Michael Flynn, former U.S. national security adviser, exits federal court in Washington, D.C., U.S., on Monday, June 24, 2019.
Andrew Harrer | Bloomberg | Getty Images
A lawyer for former national security advisor Michael Flynn on Friday called the prosecution of him a “travesty of justice,” but a federal appeals court appeared skeptical of her request that it force a lower court judge to dismiss the case against him.
Sidney Powell, the lawyer for Flynn, said Judge Emmet Sullivan does not have the legal power to avoid granting the dismissal, as the Justice Department has asked, and also lacks authority to ask a lawyer to make legal arguments against that request, as Sullivan has done.
“It cannot go on any longer,” Powell told a three-judge panel at the U.S. Circuit Court of Appeals in Washington, D.C. “There is nothing further for the court to do.”
“It’s a travesty of justice that this man has been dragged through” a three-year court ordeal on a case that was “absolutely concocted,” Powell said.
She cited the already high legal costs for Flynn, a retired Army lieutenant general, in fighting the case.
But members of the appellate panel appeared skeptical that they should intervene in the case now, as Powell has asked, and questioned the idea that a federal judge does not have the power to either conduct an independent inquiry of prosecutors’ decisions, or to deny them.
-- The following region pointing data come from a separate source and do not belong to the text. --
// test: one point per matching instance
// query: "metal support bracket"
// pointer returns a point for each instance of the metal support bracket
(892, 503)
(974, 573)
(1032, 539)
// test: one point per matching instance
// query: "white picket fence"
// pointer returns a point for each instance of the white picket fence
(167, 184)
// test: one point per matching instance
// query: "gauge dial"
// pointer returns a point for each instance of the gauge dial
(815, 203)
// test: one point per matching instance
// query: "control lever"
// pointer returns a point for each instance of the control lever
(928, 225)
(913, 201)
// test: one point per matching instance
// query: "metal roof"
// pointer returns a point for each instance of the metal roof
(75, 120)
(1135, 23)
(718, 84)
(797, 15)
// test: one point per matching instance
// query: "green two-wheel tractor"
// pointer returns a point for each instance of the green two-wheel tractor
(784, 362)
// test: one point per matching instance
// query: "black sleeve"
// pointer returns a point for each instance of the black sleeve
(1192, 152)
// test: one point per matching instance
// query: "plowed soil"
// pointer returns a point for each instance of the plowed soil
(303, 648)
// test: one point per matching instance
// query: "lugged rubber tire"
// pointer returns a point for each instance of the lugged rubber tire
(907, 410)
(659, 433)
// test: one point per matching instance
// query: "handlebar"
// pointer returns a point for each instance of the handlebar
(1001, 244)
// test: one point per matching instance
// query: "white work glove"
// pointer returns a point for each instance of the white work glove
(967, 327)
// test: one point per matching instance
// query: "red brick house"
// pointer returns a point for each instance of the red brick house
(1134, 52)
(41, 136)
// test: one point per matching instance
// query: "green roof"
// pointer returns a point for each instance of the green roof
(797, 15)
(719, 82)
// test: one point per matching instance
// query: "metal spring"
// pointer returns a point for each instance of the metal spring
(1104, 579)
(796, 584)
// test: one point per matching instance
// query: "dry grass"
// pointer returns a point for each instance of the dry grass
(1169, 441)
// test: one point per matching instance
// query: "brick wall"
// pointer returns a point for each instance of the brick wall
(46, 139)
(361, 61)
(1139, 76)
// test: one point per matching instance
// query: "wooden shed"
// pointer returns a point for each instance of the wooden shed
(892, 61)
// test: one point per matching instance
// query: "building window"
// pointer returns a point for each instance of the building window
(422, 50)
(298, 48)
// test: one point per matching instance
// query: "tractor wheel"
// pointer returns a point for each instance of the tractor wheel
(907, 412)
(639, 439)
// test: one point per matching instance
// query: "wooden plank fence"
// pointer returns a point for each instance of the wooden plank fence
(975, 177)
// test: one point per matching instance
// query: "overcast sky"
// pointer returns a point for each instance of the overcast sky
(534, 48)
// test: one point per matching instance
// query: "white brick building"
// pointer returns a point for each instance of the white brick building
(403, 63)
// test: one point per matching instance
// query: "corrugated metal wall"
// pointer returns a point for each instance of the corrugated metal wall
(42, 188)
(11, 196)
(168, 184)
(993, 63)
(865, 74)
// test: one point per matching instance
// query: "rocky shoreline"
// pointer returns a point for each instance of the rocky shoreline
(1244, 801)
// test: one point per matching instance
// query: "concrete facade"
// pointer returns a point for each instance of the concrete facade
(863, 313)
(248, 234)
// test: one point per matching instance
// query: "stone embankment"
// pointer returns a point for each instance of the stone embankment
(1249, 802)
One judge on the appeals panel asked several times why the appellate court could not just wait for Sullivan to rule on the dismissal request, and then review the case, if needed. Sullivan has already proposed a hearing schedule for Flynn and the DOJ to argue their points.
Flynn pleaded guilty twice to lying to the FBI about his conversations with Russia’s ambassador in the weeks leading up to President Donald Trump’s inauguration, and was awaiting sentencing on that charge until last month.
But the Justice Department, in a bombshell motion, asked Sullivan to toss out the case, arguing that a review of the investigation found that Flynn should not have been questioned by the FBI or charged with lying to federal agents.
Sullivan has resisted granting that motion. Instead, he appointed a former federal judge, the attorney John Gleeson, to make legal arguments for why the dismissal should not be granted, and to address the question of whether to hold Flynn in criminal contempt of court for having admitted to criminal conduct under oath that he now claims he did not do.
Gleeson earlier this week blasted the Justice Department for its dismissal motion, saying it was not legally sound. He recommended that Sullivan deny it.
But Powell is trying to short-circuit the ongoing proceedings in Sullivan’s court by filing an appeal with the appellate court, and asking it to force the dismissal and to bar Sullivan from considering outside opinions in his decision.
“The Department of Justice is the only entity . .. that has the authority to prosecute this case,” Powell argued Friday. “The government has quit and it’s time to leave the field.”
The lawyer also said that if the appeals court allowed Sullivan to conduct hearings on federal district court on the dismissal motion, “We would simply be delaying the inevitable.”
Flynn briefly served as Trump’s national security advisor before he was fired for misleading Vice President Mike Pence about what he and Russian ambassador Sergey Kislyak talked about before the inauguration.